There are two problems. Russell (2019, p.137) discusses the first problem as a failure of value alignment: Humans give artificial intelligence a goal to achieve and it has very negative side effects for individuals or society in general. Nonetheless, the original goal given to machines to solve may be perfectly inno-cent and rational. An example are the algorithms mentioned above for the optimisation of click-through rates on social media (Diederich, 2021). The goal is perfectly innocent: Select content that allows users to click on links so that people stay social media platforms longer. The negative side effect is that more and more extreme content engages people, enables click-through and results in radicalisation. Western societies, in particular, have to deal with the consequences that have already occurred.

The second problem is also about achieving goals that may be perfectly innocent to begin with. Russell (2019, p.141) talks about the "fetching coffee problem." A machine is giving the goal to get some coffee. The machine will immediately realise that it cannot achieve the goal if it is destroyed or switched off. Hence, the machine will create a subgoal to ensure that it is operational at all times. This may include self-modification so that it cannot be switched off by a human user. It is possible to generalise this problem immediately to realise that achieving any goal requires the existence of the machine and the generation of subgoals that insure self-preservation.
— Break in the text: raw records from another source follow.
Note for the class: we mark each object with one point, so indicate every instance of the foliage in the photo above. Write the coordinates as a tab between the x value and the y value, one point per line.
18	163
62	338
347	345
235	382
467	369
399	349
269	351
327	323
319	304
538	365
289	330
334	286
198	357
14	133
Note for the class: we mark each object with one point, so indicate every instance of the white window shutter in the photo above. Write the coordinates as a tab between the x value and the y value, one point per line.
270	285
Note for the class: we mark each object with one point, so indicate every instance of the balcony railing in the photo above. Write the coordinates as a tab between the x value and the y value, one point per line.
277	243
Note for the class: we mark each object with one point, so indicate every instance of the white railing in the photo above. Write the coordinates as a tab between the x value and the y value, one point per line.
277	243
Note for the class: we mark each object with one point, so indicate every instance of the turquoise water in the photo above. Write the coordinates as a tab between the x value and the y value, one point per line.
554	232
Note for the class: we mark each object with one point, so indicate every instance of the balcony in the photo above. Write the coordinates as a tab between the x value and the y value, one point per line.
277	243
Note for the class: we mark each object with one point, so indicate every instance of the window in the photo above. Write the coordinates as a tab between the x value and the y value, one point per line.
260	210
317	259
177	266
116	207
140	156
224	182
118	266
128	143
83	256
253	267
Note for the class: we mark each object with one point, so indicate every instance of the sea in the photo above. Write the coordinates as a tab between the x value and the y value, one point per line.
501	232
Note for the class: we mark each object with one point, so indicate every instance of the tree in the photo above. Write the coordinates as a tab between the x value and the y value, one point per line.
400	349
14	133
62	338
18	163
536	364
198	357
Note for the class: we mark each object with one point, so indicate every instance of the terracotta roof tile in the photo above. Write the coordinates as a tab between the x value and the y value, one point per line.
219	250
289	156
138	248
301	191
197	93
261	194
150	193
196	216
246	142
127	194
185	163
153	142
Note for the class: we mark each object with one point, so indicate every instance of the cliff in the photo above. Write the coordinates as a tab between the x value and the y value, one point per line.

Any argument that claims we can simply turn off the machines simply falls short. Self-preservation is logically built into any advanced form of artificial intelligence. If humans are somehow in conflict with the existence and the drive of self-preservation built into the machines, then the superior AI systems may decide to remove the humans.
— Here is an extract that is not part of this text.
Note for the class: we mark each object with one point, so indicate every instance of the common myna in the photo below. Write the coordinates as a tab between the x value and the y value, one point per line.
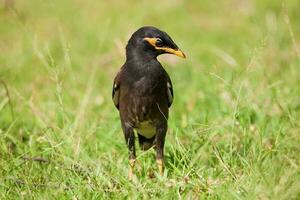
142	92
For many complex reasons, self preservation is a drive in humans. Suicidality is a problem in many advanced societies too but it is still relatively rare. For purely logical reasons, self-preservation is also a part of very advanced artificial intelligence. An this drive may dominate.

References

Diederich J, The Psychology of Artificial Superintelligence. Springer Nature Switzerland AG 2021, ISBN 978-3-030-71841-1, DOI https://doi.org/10.1007/978-3-030-71842-8

Russell S, Human Compatible. Artificial Intelligence and the Problem of Control. Viking. Penguin Random House, 2019.